Неизвестно, сколько времени стояла бы в нашем доме атмосфера гражданской панихиды, если бы вечером того дня к нам не приехал гость. Низкорослый, седобородый старик был местным охотником и вез продукты в свое зимовье. Он торопился. По его словам, снег должен был выпасть со дня на день, а ему еще предстояло отогнать лодку и пешком вернуться обратно. Зимовье его находилось в пятнадцати километрах от барака. Старик показался нам охотником стоящим, и мы с интересом слушали его рассказы. Он внимательно осмотрел наше нарезное оружие — похвалил немецкую винтовку, похмыкал над винчестером и пренебрежительно отозвался о моем карабине.

— Вообще ничего ружьецо, да только патроны слабоваты — перезаряжать надо.

— Я поинтересовался, каким образом.

— Могём научить, — великодушно сказал он. — У вас наши, рассейские, от трехлинейки патроны есть?

Такие патроны у нас были.

— Ну вот, со своих порох долой, а с трехлинеечных всыпай. Бьет, как зверь: дыра на выходе — во-о, — показал он на свою шапку.

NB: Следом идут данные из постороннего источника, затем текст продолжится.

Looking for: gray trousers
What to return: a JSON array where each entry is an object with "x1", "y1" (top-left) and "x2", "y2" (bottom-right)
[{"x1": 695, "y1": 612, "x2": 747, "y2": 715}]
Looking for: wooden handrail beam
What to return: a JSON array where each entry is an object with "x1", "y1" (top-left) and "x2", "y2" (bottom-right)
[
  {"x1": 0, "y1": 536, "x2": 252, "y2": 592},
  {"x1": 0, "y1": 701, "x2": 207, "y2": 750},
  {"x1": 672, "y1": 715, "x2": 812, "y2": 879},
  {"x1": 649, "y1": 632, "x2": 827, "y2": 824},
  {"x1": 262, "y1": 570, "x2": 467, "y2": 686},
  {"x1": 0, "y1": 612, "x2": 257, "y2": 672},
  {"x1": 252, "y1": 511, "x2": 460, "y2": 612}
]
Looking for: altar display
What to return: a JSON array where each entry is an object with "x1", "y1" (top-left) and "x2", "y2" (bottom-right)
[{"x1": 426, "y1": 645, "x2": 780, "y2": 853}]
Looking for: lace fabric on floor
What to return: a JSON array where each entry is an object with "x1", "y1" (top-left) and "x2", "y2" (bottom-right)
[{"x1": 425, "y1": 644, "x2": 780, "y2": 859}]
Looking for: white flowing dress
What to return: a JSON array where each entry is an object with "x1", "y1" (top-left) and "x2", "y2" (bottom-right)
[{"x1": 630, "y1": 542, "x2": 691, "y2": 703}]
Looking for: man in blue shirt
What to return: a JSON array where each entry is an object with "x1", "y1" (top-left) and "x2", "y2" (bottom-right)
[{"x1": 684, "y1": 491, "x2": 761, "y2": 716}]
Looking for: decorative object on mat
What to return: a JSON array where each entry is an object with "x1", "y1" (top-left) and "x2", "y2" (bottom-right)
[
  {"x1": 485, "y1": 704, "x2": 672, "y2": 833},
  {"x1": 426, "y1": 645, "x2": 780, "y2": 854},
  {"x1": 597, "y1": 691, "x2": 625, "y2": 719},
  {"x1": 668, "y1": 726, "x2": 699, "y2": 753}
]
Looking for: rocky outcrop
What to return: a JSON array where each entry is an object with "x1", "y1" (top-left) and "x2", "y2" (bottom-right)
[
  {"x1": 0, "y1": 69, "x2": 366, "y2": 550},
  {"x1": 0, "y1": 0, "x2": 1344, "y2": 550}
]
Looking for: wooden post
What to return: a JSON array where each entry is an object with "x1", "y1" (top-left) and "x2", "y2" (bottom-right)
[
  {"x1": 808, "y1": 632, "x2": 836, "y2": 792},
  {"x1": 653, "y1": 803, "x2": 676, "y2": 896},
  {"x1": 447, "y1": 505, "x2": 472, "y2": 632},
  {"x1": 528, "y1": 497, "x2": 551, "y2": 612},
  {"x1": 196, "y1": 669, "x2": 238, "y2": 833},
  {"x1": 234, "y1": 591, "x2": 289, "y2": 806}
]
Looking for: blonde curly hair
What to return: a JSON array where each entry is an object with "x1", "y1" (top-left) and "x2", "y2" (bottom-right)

В те времена я знал об оружии немногим больше того, что при стрельбе его нужно направлять стволом от себя. Мне действительно казалось, что у моего карабина мала убойная сила, и потому я, не долго думая, разрядил четыре из оставшихся пяти карабинных патронов и всыпал в них по полному заряду винтовочного пороха. Я понимал, что по всем законам нужно было бы пристрелять карабин, но у меня осталось всего пять патронов и я не мог позволить себе такую роскошь.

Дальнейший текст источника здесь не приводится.